Ghaymah Docs RAG API

This project implements a Retrieval-Augmented Generation (RAG) API using FastAPI to answer questions about Ghaymah Cloud documentation. It features a sophisticated two-stage retrieval process involving an initial vector search followed by a more precise re-ranking step to ensure high-quality answers.

Key Features

  • FastAPI Backend: A robust and fast API for serving the RAG pipeline.
  • Two-Stage Retrieval:
    1. Initial Search: Uses sentence-transformers to perform a broad vector search and retrieve an initial set of candidate documents.
    2. Re-ranking: Employs a CrossEncoder model to re-rank the initial candidates for greater relevance and precision.
  • Dockerized: Comes with a Dockerfile for easy, repeatable deployment on any platform that supports containers.
  • Visualization: Includes a rerank_test.html page to visually compare the results before and after the re-ranking step.

Getting Started

Prerequisites

  • Docker
  • A Git client

Deployment

This application is designed to be deployed as a Docker container. It can be deployed via a Git-based workflow on a platform like Ghaymah Cloud.

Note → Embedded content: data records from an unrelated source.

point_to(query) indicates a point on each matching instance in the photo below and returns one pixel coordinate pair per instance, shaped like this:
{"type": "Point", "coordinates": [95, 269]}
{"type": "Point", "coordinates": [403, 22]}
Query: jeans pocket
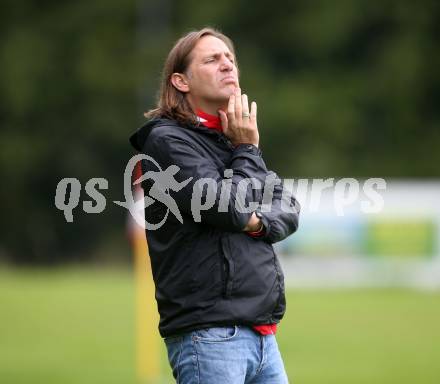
{"type": "Point", "coordinates": [216, 334]}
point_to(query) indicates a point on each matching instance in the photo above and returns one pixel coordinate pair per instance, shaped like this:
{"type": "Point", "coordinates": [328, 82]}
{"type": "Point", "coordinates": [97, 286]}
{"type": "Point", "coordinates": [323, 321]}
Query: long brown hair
{"type": "Point", "coordinates": [172, 103]}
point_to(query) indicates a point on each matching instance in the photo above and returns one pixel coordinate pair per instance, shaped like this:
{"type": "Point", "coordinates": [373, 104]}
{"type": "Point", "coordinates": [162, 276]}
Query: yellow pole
{"type": "Point", "coordinates": [147, 318]}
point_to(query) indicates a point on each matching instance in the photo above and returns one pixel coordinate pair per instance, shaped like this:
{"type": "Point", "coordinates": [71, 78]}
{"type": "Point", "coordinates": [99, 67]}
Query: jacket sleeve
{"type": "Point", "coordinates": [280, 214]}
{"type": "Point", "coordinates": [217, 210]}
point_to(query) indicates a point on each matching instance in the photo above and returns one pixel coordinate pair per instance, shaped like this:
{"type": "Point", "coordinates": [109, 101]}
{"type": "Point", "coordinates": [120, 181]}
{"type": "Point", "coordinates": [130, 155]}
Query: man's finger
{"type": "Point", "coordinates": [223, 120]}
{"type": "Point", "coordinates": [231, 105]}
{"type": "Point", "coordinates": [253, 111]}
{"type": "Point", "coordinates": [245, 105]}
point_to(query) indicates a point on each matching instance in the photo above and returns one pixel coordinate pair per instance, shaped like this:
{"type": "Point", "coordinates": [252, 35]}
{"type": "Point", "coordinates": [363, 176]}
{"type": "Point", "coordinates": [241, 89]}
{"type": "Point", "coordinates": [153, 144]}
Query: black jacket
{"type": "Point", "coordinates": [211, 272]}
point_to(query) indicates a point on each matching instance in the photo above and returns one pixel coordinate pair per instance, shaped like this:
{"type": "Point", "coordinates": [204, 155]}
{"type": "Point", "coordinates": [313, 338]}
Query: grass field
{"type": "Point", "coordinates": [77, 326]}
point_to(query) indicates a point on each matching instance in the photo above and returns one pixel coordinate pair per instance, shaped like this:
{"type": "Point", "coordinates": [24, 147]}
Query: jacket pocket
{"type": "Point", "coordinates": [228, 268]}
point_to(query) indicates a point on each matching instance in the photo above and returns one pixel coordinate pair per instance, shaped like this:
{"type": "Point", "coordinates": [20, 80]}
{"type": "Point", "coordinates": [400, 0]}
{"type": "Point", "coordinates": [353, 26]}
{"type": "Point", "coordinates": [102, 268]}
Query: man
{"type": "Point", "coordinates": [219, 285]}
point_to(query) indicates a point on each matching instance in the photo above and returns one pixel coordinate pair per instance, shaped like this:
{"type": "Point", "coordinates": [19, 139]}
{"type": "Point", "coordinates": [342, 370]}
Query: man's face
{"type": "Point", "coordinates": [212, 74]}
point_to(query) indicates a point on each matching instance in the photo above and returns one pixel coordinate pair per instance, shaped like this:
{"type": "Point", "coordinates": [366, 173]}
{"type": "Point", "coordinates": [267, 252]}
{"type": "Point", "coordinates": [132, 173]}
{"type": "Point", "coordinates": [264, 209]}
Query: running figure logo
{"type": "Point", "coordinates": [163, 182]}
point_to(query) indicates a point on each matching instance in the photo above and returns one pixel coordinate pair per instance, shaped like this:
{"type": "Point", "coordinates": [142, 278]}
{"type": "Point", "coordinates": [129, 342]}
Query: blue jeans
{"type": "Point", "coordinates": [225, 355]}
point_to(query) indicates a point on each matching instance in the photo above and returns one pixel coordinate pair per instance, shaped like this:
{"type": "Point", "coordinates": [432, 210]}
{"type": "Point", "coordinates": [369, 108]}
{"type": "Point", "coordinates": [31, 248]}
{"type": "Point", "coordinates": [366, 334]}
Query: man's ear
{"type": "Point", "coordinates": [180, 82]}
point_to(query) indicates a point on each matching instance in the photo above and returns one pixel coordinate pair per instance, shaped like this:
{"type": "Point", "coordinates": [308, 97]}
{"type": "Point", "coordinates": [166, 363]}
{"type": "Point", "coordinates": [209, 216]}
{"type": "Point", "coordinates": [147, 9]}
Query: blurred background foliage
{"type": "Point", "coordinates": [344, 89]}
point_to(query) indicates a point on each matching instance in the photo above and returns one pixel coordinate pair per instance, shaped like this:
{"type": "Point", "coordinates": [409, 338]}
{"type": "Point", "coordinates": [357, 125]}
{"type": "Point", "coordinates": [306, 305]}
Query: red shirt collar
{"type": "Point", "coordinates": [209, 121]}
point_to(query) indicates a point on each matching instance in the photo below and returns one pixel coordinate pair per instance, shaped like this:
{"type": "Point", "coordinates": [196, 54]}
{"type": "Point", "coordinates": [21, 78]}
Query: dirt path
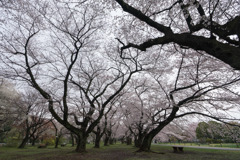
{"type": "Point", "coordinates": [202, 147]}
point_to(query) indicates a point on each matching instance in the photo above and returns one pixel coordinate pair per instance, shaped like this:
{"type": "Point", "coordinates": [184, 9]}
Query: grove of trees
{"type": "Point", "coordinates": [122, 68]}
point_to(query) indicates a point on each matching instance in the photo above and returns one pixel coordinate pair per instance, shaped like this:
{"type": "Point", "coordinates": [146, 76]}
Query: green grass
{"type": "Point", "coordinates": [227, 145]}
{"type": "Point", "coordinates": [115, 152]}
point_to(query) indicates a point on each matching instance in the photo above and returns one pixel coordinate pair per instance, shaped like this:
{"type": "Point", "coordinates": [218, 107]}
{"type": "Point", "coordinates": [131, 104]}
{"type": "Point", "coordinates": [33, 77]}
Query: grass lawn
{"type": "Point", "coordinates": [228, 145]}
{"type": "Point", "coordinates": [115, 152]}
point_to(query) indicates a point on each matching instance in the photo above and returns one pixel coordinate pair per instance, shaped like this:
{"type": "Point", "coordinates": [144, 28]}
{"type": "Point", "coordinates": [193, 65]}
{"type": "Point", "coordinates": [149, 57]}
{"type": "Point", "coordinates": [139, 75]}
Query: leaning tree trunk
{"type": "Point", "coordinates": [146, 143]}
{"type": "Point", "coordinates": [138, 140]}
{"type": "Point", "coordinates": [97, 142]}
{"type": "Point", "coordinates": [57, 141]}
{"type": "Point", "coordinates": [106, 140]}
{"type": "Point", "coordinates": [129, 140]}
{"type": "Point", "coordinates": [81, 144]}
{"type": "Point", "coordinates": [34, 141]}
{"type": "Point", "coordinates": [24, 142]}
{"type": "Point", "coordinates": [72, 138]}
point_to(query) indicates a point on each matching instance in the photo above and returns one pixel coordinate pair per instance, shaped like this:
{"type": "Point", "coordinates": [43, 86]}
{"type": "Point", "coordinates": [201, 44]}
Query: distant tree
{"type": "Point", "coordinates": [208, 26]}
{"type": "Point", "coordinates": [9, 113]}
{"type": "Point", "coordinates": [58, 49]}
{"type": "Point", "coordinates": [35, 112]}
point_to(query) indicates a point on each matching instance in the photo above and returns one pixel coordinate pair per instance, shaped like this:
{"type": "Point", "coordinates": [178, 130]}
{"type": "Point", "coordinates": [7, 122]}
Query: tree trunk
{"type": "Point", "coordinates": [146, 143]}
{"type": "Point", "coordinates": [33, 141]}
{"type": "Point", "coordinates": [72, 138]}
{"type": "Point", "coordinates": [129, 140]}
{"type": "Point", "coordinates": [24, 142]}
{"type": "Point", "coordinates": [57, 142]}
{"type": "Point", "coordinates": [106, 141]}
{"type": "Point", "coordinates": [81, 144]}
{"type": "Point", "coordinates": [97, 142]}
{"type": "Point", "coordinates": [138, 141]}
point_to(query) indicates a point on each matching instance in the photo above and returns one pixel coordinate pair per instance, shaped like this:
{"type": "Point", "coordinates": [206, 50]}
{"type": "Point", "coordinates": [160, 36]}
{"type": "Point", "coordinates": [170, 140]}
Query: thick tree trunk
{"type": "Point", "coordinates": [106, 141]}
{"type": "Point", "coordinates": [24, 142]}
{"type": "Point", "coordinates": [72, 138]}
{"type": "Point", "coordinates": [81, 144]}
{"type": "Point", "coordinates": [111, 141]}
{"type": "Point", "coordinates": [129, 140]}
{"type": "Point", "coordinates": [33, 141]}
{"type": "Point", "coordinates": [138, 141]}
{"type": "Point", "coordinates": [97, 142]}
{"type": "Point", "coordinates": [57, 142]}
{"type": "Point", "coordinates": [146, 143]}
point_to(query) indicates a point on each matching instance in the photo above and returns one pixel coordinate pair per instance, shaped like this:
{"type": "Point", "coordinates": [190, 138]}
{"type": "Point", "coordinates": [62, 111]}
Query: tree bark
{"type": "Point", "coordinates": [24, 142]}
{"type": "Point", "coordinates": [106, 141]}
{"type": "Point", "coordinates": [97, 142]}
{"type": "Point", "coordinates": [146, 143]}
{"type": "Point", "coordinates": [81, 144]}
{"type": "Point", "coordinates": [57, 141]}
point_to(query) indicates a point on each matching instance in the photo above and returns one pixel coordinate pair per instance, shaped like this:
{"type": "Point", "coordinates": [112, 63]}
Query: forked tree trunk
{"type": "Point", "coordinates": [146, 143]}
{"type": "Point", "coordinates": [57, 141]}
{"type": "Point", "coordinates": [25, 139]}
{"type": "Point", "coordinates": [72, 138]}
{"type": "Point", "coordinates": [81, 144]}
{"type": "Point", "coordinates": [24, 142]}
{"type": "Point", "coordinates": [97, 142]}
{"type": "Point", "coordinates": [138, 141]}
{"type": "Point", "coordinates": [106, 141]}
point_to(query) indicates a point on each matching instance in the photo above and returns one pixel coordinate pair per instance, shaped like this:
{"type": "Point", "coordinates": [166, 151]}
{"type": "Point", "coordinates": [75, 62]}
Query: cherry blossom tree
{"type": "Point", "coordinates": [56, 48]}
{"type": "Point", "coordinates": [208, 26]}
{"type": "Point", "coordinates": [34, 113]}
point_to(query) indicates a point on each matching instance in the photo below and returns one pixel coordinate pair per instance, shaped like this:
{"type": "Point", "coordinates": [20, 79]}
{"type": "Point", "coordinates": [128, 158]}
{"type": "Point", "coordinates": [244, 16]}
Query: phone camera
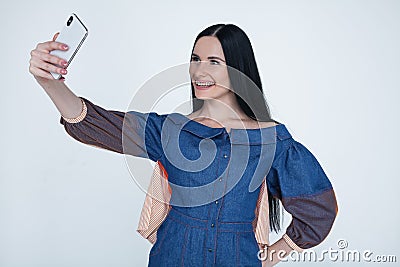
{"type": "Point", "coordinates": [70, 20]}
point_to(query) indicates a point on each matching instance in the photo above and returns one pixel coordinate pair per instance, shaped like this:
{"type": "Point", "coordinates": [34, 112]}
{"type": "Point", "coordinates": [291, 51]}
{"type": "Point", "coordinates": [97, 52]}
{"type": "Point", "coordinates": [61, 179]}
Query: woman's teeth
{"type": "Point", "coordinates": [204, 84]}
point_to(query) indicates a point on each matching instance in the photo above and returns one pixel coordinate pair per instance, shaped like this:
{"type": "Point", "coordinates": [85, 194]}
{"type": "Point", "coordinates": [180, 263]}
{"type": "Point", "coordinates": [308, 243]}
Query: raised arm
{"type": "Point", "coordinates": [41, 64]}
{"type": "Point", "coordinates": [133, 133]}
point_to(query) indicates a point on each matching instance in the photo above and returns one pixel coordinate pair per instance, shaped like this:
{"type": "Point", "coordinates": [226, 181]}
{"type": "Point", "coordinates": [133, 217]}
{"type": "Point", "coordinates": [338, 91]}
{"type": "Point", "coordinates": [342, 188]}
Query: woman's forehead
{"type": "Point", "coordinates": [208, 46]}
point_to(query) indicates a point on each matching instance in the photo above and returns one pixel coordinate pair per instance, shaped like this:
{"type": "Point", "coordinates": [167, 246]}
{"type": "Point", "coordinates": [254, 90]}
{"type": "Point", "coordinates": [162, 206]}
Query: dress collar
{"type": "Point", "coordinates": [266, 135]}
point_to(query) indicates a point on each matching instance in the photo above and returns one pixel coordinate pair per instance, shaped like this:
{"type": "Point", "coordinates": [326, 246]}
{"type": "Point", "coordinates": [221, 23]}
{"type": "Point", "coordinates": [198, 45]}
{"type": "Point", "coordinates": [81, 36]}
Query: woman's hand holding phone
{"type": "Point", "coordinates": [42, 62]}
{"type": "Point", "coordinates": [50, 59]}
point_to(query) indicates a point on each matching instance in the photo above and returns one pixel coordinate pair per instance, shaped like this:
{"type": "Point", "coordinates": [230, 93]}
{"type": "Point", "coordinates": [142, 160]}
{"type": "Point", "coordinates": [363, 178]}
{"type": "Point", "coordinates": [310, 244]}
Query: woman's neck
{"type": "Point", "coordinates": [221, 110]}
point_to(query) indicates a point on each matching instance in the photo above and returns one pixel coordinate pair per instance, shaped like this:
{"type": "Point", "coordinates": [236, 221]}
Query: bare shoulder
{"type": "Point", "coordinates": [262, 124]}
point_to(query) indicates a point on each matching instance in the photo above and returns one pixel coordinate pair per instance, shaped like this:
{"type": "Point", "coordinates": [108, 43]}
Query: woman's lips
{"type": "Point", "coordinates": [203, 85]}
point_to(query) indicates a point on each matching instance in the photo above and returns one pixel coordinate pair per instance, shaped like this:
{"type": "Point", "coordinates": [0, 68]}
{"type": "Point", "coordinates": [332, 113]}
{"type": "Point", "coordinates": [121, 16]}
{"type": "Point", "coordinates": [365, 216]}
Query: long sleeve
{"type": "Point", "coordinates": [306, 193]}
{"type": "Point", "coordinates": [133, 133]}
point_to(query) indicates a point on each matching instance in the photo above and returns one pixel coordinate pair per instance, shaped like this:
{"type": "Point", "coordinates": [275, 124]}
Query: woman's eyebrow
{"type": "Point", "coordinates": [211, 57]}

  1. Push to Git: Push the code to a GitHub or GitLab repository.
  2. Connect Platform: Connect your cloud platform to the Git repository.
  3. Build and Deploy: The platform will use the included Dockerfile to automatically build and deploy the application.

Configuration

The application requires the following environment variables to be set in the deployment environment:

  • GITPASHA_HOST: The URL for the remote vector store (GitPasha).
  • OPENAI_API_KEY: Your API key for the LLM provider (e.g., OpenAI).